Neues vom Förderverein

Kampf um die Nikodemuskirche geht weiter

Der Förder­verein will sich weiterhin für den Erhalt der Kirche starkmachen. Nun ging ein offener Brief an die Bischöfin Foto: Grell

OHLSDORF/FUHLSBÜTTEL Die Nikodemuskirche wegen fehlender Rentabilität mit einem Abschiedsgottesdienst, den der Kirchengemeinderat für den 2. Mai im Gemeindebrief angekündigt hatte, endgültig geschlossen werden.

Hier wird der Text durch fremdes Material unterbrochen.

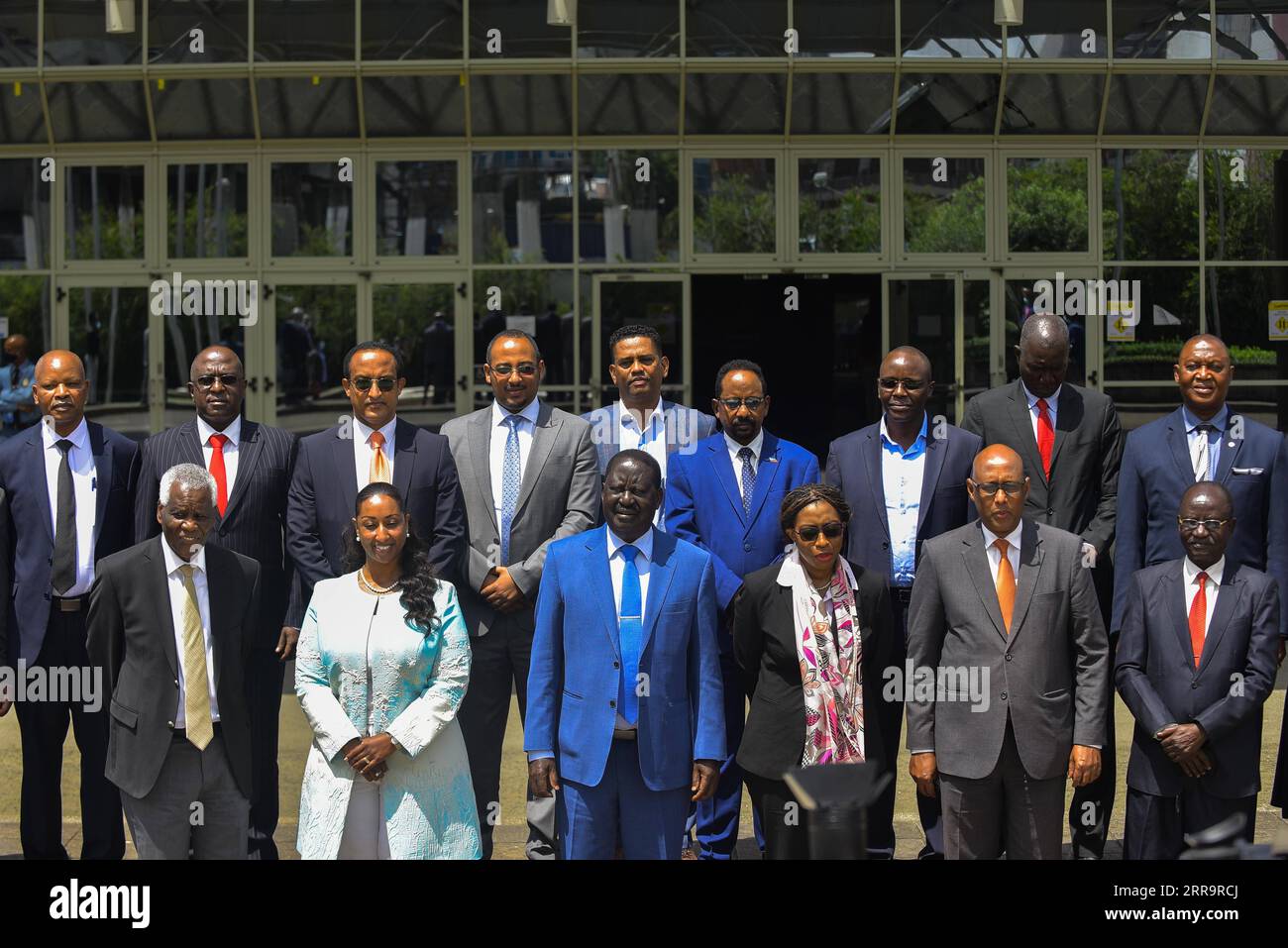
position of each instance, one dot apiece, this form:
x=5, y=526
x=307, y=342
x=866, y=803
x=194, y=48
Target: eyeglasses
x=735, y=403
x=1189, y=523
x=810, y=532
x=1012, y=487
x=364, y=384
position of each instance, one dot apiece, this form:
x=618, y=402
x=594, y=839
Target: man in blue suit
x=1202, y=441
x=640, y=417
x=625, y=700
x=725, y=497
x=905, y=478
x=68, y=487
x=1196, y=665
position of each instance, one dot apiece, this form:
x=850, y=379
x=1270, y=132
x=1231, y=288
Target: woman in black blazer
x=811, y=636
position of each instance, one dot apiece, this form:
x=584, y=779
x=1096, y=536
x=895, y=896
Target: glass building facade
x=800, y=181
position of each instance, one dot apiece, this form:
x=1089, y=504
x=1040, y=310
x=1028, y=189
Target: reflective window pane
x=104, y=213
x=733, y=206
x=837, y=103
x=419, y=320
x=1046, y=205
x=735, y=27
x=507, y=104
x=720, y=102
x=844, y=29
x=316, y=107
x=1243, y=204
x=523, y=206
x=201, y=108
x=76, y=35
x=840, y=205
x=421, y=30
x=523, y=31
x=419, y=106
x=284, y=33
x=110, y=333
x=958, y=30
x=416, y=213
x=206, y=210
x=316, y=327
x=1162, y=30
x=627, y=104
x=98, y=111
x=944, y=206
x=625, y=218
x=1149, y=204
x=24, y=215
x=629, y=27
x=224, y=27
x=312, y=210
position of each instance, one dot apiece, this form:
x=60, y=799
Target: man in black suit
x=1196, y=665
x=375, y=445
x=1072, y=447
x=171, y=622
x=905, y=478
x=69, y=489
x=252, y=466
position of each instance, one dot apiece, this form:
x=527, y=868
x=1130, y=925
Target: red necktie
x=218, y=472
x=1046, y=437
x=1198, y=617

Das will sich der Förderverein, der seit Jahren um den Erhalt der Kirche kämpft, nicht gefallen lassen und hat einen Eilantrag beim Kirchengericht eingereicht. Ein erstes Ziel ist erreicht, der Abschied und die damit verbundene Schließung wurden auf den Sommer verschoben. „Auch dagegen wehren wir vom Förderverein uns auf gerichtlichem Wege ebenso wie auf politischem Wege“, erklärt Sabine Oppelt, vom Förderverein. Eine abschließende Entscheidung über die Zukunft der Nikodemuskirche gibt es somit aktuell nicht, denn die gerichtlichen Schritte laufen noch. Der Förderverein hat einen offenen Brief an die Bischöfin, die Leitung des Kirchenkreises, geschrieben, um auf die Wichtigkeit der Kirche im Quartier hinzuweisen. Auch das Denkmalschutzamt wurde zusätzlich um Hilfe gebeten, um die alten Kulturschätze, wie den Altar und die Kirchenfenster, zu bewahren. Um die Finanzierung des Erhalts langfristig zu sichern, „könnte auch eine Fläche von 1000 Quadratmetern verpachtet werden“, so Oppelt. Dank der soliden Bauweise und des guten Zustandes des Daches seien auch die Kosten für den Erhalt überschaubar, so die Argumente des Fördervereins.